Die Vorstände der Freikirchenleitungen der Siebenten-Tags-Adventisten in Deutschland (Nord- und Süddeutscher Verband), Österreich und der deutschsprachigen Schweiz haben während einer Tagung an der adventistischen Theologischen Hochschule in Collonges/Frankreich in der Nähe von Genf gemeinsam eine „Erneute Stellungnahme der Siebenten-Tags-Adventisten zu jeder Form des Antisemitismus“ beschlossen. Die Vorstände bestehen jeweils aus dem Präsidenten, seinem Stellvertreter und zugleich Sekretär (Geschäftsführer) sowie dem Schatzmeister.
In der Stellungnahme wird auf die „Erklärung der Siebenten-Tags-Adventisten in Deutschland und Österreich zum 60. Jahrestag der Beendigung des Zweiten Weltkriegs“ vom Mai 2005 Bezug genommen. Darin bekannten die adventistischen Kirchenleitungen in den beiden Ländern ihr Versagen während der NS-Diktatur.
In der Erklärung von 2005 wurde „zutiefst beklagt“, dass es während der NS-Zeit in adventistischen Veröffentlichungen Aussagen zum jüdischen Volk gegeben habe, die „der rassistischen Ideologie des Antisemitismus in einer Weise Ausdruck gaben, die aus heutiger Sicht unfassbar“ sei. Von einzelnen positiven Ausnahmen abgesehen, hätten „viele Siebenten-Tags-Adventisten an der Not und dem Leid ihrer jüdischen Mitbürger keinen Anteil“ genommen.
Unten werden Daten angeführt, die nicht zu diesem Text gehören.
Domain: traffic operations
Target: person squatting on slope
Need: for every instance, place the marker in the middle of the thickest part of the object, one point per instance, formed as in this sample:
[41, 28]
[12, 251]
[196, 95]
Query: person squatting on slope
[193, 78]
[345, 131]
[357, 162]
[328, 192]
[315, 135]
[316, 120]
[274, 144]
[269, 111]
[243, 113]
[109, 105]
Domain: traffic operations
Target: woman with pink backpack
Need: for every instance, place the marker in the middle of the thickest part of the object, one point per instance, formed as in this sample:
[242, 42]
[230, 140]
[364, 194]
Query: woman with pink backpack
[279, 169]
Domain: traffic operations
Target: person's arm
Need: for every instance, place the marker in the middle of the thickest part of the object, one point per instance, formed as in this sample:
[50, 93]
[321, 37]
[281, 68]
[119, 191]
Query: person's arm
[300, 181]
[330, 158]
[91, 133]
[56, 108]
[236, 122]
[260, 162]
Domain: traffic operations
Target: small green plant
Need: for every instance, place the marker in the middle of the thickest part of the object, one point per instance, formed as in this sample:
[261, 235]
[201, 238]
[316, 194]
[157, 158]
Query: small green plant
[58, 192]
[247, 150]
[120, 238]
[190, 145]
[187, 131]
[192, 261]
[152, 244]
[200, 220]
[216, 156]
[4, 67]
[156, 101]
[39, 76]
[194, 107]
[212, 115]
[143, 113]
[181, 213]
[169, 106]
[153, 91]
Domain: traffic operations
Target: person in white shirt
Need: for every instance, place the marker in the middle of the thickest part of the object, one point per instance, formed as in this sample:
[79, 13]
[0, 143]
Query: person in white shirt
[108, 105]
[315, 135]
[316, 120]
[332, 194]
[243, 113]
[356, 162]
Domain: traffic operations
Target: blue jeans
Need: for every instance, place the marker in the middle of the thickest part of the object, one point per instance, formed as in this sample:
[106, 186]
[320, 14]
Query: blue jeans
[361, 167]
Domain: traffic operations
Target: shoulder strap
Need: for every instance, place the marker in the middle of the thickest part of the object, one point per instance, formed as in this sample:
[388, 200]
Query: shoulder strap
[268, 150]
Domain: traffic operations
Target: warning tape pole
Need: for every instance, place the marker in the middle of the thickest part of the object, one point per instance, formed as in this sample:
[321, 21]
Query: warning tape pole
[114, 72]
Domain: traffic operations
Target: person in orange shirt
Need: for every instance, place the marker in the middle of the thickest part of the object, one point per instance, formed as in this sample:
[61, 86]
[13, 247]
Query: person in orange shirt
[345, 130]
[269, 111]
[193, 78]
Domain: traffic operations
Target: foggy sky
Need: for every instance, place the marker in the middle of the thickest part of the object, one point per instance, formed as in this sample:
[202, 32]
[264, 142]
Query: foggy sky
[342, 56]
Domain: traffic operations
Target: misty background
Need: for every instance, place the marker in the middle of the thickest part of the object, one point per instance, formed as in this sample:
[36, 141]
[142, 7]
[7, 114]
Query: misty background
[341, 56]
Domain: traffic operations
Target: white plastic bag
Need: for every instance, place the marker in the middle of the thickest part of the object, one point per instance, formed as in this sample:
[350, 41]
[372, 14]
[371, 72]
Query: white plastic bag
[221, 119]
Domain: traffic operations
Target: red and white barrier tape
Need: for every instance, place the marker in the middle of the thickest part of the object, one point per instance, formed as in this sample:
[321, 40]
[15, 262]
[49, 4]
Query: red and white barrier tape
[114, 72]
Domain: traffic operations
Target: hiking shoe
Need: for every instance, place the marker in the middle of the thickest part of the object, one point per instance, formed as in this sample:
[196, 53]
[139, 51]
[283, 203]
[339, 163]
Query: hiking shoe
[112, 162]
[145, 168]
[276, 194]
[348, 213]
Sie seien „ausgegrenzt und ausgeschlossen, sich selbst überlassen und so Gefangenschaft, Vertreibung oder Tod ausgeliefert“ worden. Deshalb bekannten die Kirchenleitungen, „dass wir gegenüber dem jüdischen Volk ... schuldig geworden sind“. Sie wollten künftig, „nachdrücklich“ dafür einzutreten, „dass niemand aufgrund von Rasse, Religion, Nationalität oder Geschlecht ausgegrenzt und benachteiligt wird“. Auch solle „die Vergangenheit nicht in Vergessenheit“ geraten, „sondern als bleibendes Mahnmal uns auch heute vor Augen“ stehen.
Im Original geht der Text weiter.